"In Cizre over the last week they killed 137 people," Yuksel said.
One of the victims was Rohat Aktas, a young journalist who worked for the oldest Kurdish newspaper, he said.
According to Yuksel, Sur, a downtown district of Diyarbakir, the largest city of the Kurdish-populated southeast of Turkey, is now facing same atrocities.
"These were all Kurdish people, all civilians. They were all burned alive… Right now we are facing the same situation in Sur. Over 200 civilians were killed there. The situation is getting tougher day by day," Yuksel said.
Diyarbakir is considered to be an unofficial capital of the Turkish Kurds. In recent months it has seen a number of attacks by Ankara as part of the security forces' operation against Kurdish fighters allegedly linked to the Kurdistan Workers' Party (PKK). Security forces are enforcing a curfew in the city and, according to Yuksel, set buildings on fire.
Various radical groups, including the Daesh, as well a lot of fighters hired by Turkey to fight Kurds have an easy access to refugee camps at the border with Syria, a representative of the Kurdish Peoples' Democratic Party to the United States said.
"Radical groups, Daesh [outlawed in Russia] easily have access to these camps. A lot of the fighters against the Kurds have refugee camps' IDs," Mehmet Yuksel said.
Turkey’s Kurdish Peoples’ Democratic Party is an alliance of several pro-Kurdish movements, founded in 2012, which places strong emphasis on minority rights.
Turkish security forces are conducting “ethnic clearances,” forcing Kurds to flee the country, Mehmet Yuksel added.
"The Turkish security forces are violent against the Kurdish population. They are trying to move the population out of their territories, because they are destroying the buildings so that people cannot go back. This is some kind of an ethnic clearance against the Kurds," Yuksel said.
He added that the issue should be raised at the United Nations.
"But unfortunately we don’t have any country that is bringing it to the international agenda, saying that look, there is an ethnic clearance in Turkey," Yuksel said.

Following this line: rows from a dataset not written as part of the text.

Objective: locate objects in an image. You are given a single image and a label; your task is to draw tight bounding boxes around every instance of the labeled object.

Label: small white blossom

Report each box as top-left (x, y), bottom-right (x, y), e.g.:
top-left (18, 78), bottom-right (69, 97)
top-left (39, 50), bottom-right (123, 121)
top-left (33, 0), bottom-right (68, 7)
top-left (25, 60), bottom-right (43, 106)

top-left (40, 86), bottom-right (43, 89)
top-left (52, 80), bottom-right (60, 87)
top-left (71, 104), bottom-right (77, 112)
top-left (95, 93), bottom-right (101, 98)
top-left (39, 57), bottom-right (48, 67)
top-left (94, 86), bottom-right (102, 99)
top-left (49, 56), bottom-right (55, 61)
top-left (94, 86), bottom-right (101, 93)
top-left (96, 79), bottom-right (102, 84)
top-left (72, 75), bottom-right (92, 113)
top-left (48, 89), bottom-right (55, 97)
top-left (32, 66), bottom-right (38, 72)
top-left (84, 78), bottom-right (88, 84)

He added that Russia might be the only country that can raise the Kurdish issue in the United Nations, reminding that Ankara downed the Russian plane over an alleged violation of Turkish airspace in November.
"The situation in Diyarbakir is tightly connected to the Syrian issue. In Syria Kurds gained more territories and rights, and Turkey is afraid that in Turkey they will ask for the same…. We are asking for decentralization in Turkey and some kind of local autonomy for the Kurds. Turkey does not want to accept that," Yuksel said.
The central Sur district of Diyarbakir, which houses historic monuments dating back to 400 BC, has been the site of confrontations between the Kurdish activists and Ankara forces.
According to the Turkish General Staff, over 1,000 Kurdish militants have been killed since mid-December. Kurdish activists, in their turn, argue that most of the dead were civilian victims.
According to Yuksel, the most recent attacks carried out by Ankara against the Kurds took place in Diyarbakir and Cizre, where at least 137 people have been killed over the past week.
Turkey’s Kurdish Peoples’ Democratic Party is an alliance of several pro-Kurdish movements, founded in 2012, which places strong emphasis on minority rights.